Xiaowen Zhu is a documentary filmmaker, media artist, curator and writer. Described as a visual poet, social critic, and aesthetic researcher, she uses video, photography, performance, installation and mixed media as platforms to communicate the complex experience of being an international person and to wrestle with the notion of a disembodied identity.
Born and raised in Shanghai, Zhu is currently based in London, UK. She is the receipient of the TASML Artist Residency Award, the Marylyn Ginsburg Klaus Post-MFA Fellowship, and the Jury Award of DOK Munich. She was an artist-in-residence at ZKM | Center for Art and Media, Karlsruhe, Germany; and V2_Institute for the Unstable Media, Rotterdam, the Netherlands. She is a mentor of the British Film Institute Film Academy, a member of the Los Angeles Art Association, and formerly a Visiting Professor of Media Art at Syracuse University, and at Marymount College in USA. Zhu received her MFA in Art Video from Syracuse University, USA; and BA in Film, TV Production & Media Art from Tongji University, China.
Zhu’s work has been widely shown internationally at Central Academy of Fine Arts Museum (Beijing China), Chronus Art Center (Shanghai, China), Art Basel Hongkong, ZKM | Center for Art and Media (Karlsruhe, Germany), V2_Institute for the Unstable Media (Rotterdam, the Netherlands), ISEA2011 (Istanbul, Turkey), Dumbo Arts Center (New York, USA), Videonale (Berlin, Germany), Museum of Contemporary Photography (Chicago, USA), Los Angeles Art Association (Los Angeles, USA), Venice Arts Gallery (Los Angeles, USA), Strozzina Art Space (Florence,Italy), Sainsbury Center for Visual Arts (Norwich, UK), Toronto Urban Film Festival (Toronto, Canada), DOK Munich (Munich, Germany), Film Winter (Stuttgart, Germany), Athens Video Art Festival (Athens, Greece), K3 Film Festival (Austria), Everson Museum of Art (Syracuse, USA), Shanghai eArts Festival (Shanghai, China) and more.

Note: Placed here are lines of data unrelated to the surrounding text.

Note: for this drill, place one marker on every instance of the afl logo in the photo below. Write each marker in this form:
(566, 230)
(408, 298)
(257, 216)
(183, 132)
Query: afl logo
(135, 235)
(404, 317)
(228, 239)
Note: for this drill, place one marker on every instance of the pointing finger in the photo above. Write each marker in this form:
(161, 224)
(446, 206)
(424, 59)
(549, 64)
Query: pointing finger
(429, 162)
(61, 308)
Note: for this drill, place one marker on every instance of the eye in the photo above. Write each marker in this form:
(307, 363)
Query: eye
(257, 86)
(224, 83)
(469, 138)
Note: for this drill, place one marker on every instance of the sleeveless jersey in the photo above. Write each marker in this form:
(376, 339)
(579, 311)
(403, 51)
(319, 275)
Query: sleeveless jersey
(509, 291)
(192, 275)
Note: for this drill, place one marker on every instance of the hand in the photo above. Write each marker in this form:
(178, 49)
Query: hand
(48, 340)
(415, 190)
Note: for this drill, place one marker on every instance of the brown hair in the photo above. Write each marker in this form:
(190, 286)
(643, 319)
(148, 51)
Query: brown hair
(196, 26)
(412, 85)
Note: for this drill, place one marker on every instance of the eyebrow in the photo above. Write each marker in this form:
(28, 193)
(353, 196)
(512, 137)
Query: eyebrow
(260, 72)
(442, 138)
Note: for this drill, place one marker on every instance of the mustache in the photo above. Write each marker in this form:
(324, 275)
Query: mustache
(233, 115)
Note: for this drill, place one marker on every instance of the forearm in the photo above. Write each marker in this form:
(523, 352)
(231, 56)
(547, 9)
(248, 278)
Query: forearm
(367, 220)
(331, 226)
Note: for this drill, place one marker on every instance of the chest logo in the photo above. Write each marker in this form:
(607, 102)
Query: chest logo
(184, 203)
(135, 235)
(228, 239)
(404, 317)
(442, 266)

Oriental Silk is an exploration the world of Kenneth Wong, owner of the first silk importing company in Los Angeles. As he goes through the daily routine in his store, we hear about his parents, first-generation Chinese immigrants, who realized the American dream through the store. The once legendary store’s fortunes rose with the Hollywood industry, then fell with the proliferation of cheaper silk in the new global economy. As the caretaker of the family legacy, Kenneth Wong talks about his deep feelings for the shop, its history, and its future.